Mais Sologamie est bien plus qu’un podcast à la première personne. De Tara Lacroix à Anua en passant par Sharone, Marie Albert donne la parole aux femmes sur leur vécu du célibat. “Je me suis intéressée au sujet du célibat pour voir jusqu’où on peut aller dans la solitude”. 

75 infanticides en France en 2024

En plus de ses podcasts (Solomagie et Marie Sans Filtres), Marie Albert compte depuis 2020 les infanticides en France. Tout commence sur le chemin de Compostelle en 2019. Pendant sa marche, la randonneuse dédie chaque jour à une victime de féminicide. C’est lors d’une conversation avec sa mère que l’idée germe dans l’esprit de Marie Albert. Alors qu’elles parlent du nombre de féminicides, sa mère s’étonne : “c’est bizarre qu’il n’y ait pas de décompte des infanticides. On ne sait pas combien il y a d’enfants tués. Il doit y en avoir beaucoup. »

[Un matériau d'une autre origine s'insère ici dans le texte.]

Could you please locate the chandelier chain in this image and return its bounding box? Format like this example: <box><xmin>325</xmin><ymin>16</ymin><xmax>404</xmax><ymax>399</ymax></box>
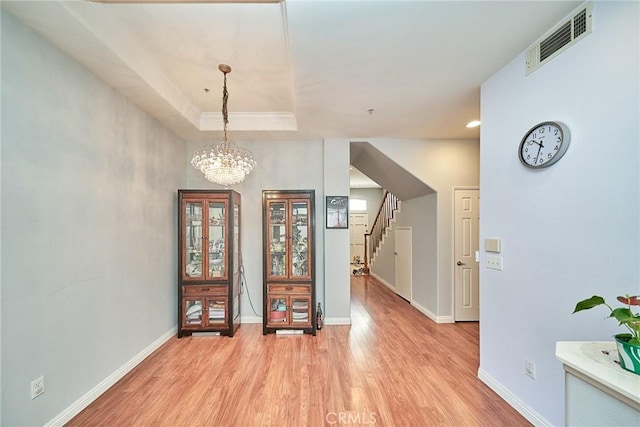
<box><xmin>191</xmin><ymin>64</ymin><xmax>258</xmax><ymax>188</ymax></box>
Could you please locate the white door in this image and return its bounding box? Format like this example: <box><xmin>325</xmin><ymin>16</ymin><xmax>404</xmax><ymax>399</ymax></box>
<box><xmin>453</xmin><ymin>190</ymin><xmax>480</xmax><ymax>321</ymax></box>
<box><xmin>394</xmin><ymin>227</ymin><xmax>412</xmax><ymax>302</ymax></box>
<box><xmin>349</xmin><ymin>212</ymin><xmax>369</xmax><ymax>264</ymax></box>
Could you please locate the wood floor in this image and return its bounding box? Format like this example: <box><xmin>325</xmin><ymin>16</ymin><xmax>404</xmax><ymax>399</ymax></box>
<box><xmin>67</xmin><ymin>276</ymin><xmax>530</xmax><ymax>427</ymax></box>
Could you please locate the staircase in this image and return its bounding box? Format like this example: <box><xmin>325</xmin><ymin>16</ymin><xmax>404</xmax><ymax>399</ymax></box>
<box><xmin>364</xmin><ymin>191</ymin><xmax>400</xmax><ymax>274</ymax></box>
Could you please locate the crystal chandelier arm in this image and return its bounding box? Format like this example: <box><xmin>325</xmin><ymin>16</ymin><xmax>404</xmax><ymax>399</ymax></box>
<box><xmin>191</xmin><ymin>64</ymin><xmax>257</xmax><ymax>188</ymax></box>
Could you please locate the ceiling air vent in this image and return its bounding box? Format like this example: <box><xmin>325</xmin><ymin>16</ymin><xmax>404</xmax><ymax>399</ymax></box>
<box><xmin>526</xmin><ymin>3</ymin><xmax>593</xmax><ymax>74</ymax></box>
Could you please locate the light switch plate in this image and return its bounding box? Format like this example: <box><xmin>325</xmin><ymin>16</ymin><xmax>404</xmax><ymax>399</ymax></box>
<box><xmin>484</xmin><ymin>239</ymin><xmax>502</xmax><ymax>253</ymax></box>
<box><xmin>484</xmin><ymin>255</ymin><xmax>502</xmax><ymax>271</ymax></box>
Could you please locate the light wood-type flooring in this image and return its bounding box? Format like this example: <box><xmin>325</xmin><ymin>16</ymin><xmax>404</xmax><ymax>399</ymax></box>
<box><xmin>67</xmin><ymin>276</ymin><xmax>530</xmax><ymax>427</ymax></box>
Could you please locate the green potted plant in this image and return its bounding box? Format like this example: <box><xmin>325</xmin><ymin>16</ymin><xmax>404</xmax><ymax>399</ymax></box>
<box><xmin>573</xmin><ymin>295</ymin><xmax>640</xmax><ymax>375</ymax></box>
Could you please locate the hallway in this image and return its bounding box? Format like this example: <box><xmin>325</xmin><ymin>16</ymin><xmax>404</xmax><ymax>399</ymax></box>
<box><xmin>67</xmin><ymin>276</ymin><xmax>530</xmax><ymax>427</ymax></box>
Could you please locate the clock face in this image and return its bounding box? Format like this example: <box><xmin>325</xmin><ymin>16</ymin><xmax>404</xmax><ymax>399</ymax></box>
<box><xmin>518</xmin><ymin>122</ymin><xmax>570</xmax><ymax>169</ymax></box>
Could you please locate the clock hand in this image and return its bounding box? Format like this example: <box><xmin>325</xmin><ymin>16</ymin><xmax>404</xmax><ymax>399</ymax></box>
<box><xmin>533</xmin><ymin>141</ymin><xmax>544</xmax><ymax>164</ymax></box>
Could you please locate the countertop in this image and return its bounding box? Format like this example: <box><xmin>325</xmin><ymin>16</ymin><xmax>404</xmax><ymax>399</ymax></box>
<box><xmin>556</xmin><ymin>341</ymin><xmax>640</xmax><ymax>405</ymax></box>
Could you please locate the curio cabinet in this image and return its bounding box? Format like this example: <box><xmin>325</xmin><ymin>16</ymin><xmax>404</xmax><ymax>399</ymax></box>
<box><xmin>178</xmin><ymin>190</ymin><xmax>241</xmax><ymax>337</ymax></box>
<box><xmin>262</xmin><ymin>190</ymin><xmax>316</xmax><ymax>335</ymax></box>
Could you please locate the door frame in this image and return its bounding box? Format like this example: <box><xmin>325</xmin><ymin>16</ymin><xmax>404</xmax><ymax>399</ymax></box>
<box><xmin>449</xmin><ymin>185</ymin><xmax>480</xmax><ymax>323</ymax></box>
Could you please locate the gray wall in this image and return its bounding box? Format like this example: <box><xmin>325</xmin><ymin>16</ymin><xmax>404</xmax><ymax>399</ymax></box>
<box><xmin>368</xmin><ymin>139</ymin><xmax>480</xmax><ymax>322</ymax></box>
<box><xmin>480</xmin><ymin>2</ymin><xmax>640</xmax><ymax>426</ymax></box>
<box><xmin>349</xmin><ymin>188</ymin><xmax>384</xmax><ymax>230</ymax></box>
<box><xmin>1</xmin><ymin>12</ymin><xmax>185</xmax><ymax>426</ymax></box>
<box><xmin>396</xmin><ymin>194</ymin><xmax>438</xmax><ymax>318</ymax></box>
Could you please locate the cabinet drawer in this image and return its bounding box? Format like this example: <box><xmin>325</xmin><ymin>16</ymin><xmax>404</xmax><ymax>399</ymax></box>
<box><xmin>182</xmin><ymin>285</ymin><xmax>227</xmax><ymax>295</ymax></box>
<box><xmin>268</xmin><ymin>285</ymin><xmax>311</xmax><ymax>294</ymax></box>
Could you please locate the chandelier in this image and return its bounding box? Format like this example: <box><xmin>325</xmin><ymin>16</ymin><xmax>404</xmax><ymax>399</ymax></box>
<box><xmin>191</xmin><ymin>64</ymin><xmax>258</xmax><ymax>187</ymax></box>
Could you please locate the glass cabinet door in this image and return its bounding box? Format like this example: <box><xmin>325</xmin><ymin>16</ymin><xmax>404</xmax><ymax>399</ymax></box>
<box><xmin>182</xmin><ymin>202</ymin><xmax>203</xmax><ymax>278</ymax></box>
<box><xmin>291</xmin><ymin>297</ymin><xmax>311</xmax><ymax>325</ymax></box>
<box><xmin>267</xmin><ymin>202</ymin><xmax>287</xmax><ymax>276</ymax></box>
<box><xmin>208</xmin><ymin>298</ymin><xmax>227</xmax><ymax>325</ymax></box>
<box><xmin>182</xmin><ymin>298</ymin><xmax>204</xmax><ymax>326</ymax></box>
<box><xmin>230</xmin><ymin>203</ymin><xmax>242</xmax><ymax>319</ymax></box>
<box><xmin>291</xmin><ymin>201</ymin><xmax>309</xmax><ymax>277</ymax></box>
<box><xmin>267</xmin><ymin>297</ymin><xmax>289</xmax><ymax>325</ymax></box>
<box><xmin>207</xmin><ymin>202</ymin><xmax>227</xmax><ymax>278</ymax></box>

Marie Albert a créé son "Survivor Tour".

“On est obligé en tant que militante de reprendre ce genre de décompte.”

Si au début Marie Albert effectue son décompte seule, à partir d’articles de presse, elle a depuis été rejointe par le collectif de lutte contre les violences faites aux enfants et aux ados Enfantistes. “C’était important pour moi de visibiliser les violences faites aux enfants. Les infanticides sont toujours classés dans les faits divers et on ne les rapproche jamais les uns des autres. Donc on ne se rend pas compte que c’est systémique. En France, il n’y a pas d’organisme public qui compte les infanticides. De même qu’avant il n’y avait pas d’organisme public qui comptait les féminicides. On est obligé en tant que militante de reprendre ce genre de décompte”.

Survivor Tour 

Son militantisme, Marie Albert le place également dans sa pratique de la randonnée. Depuis 2020, la jeune journaliste marche le long des côtes et frontières françaises, par étapes, dans le cadre du Survivor Tour. 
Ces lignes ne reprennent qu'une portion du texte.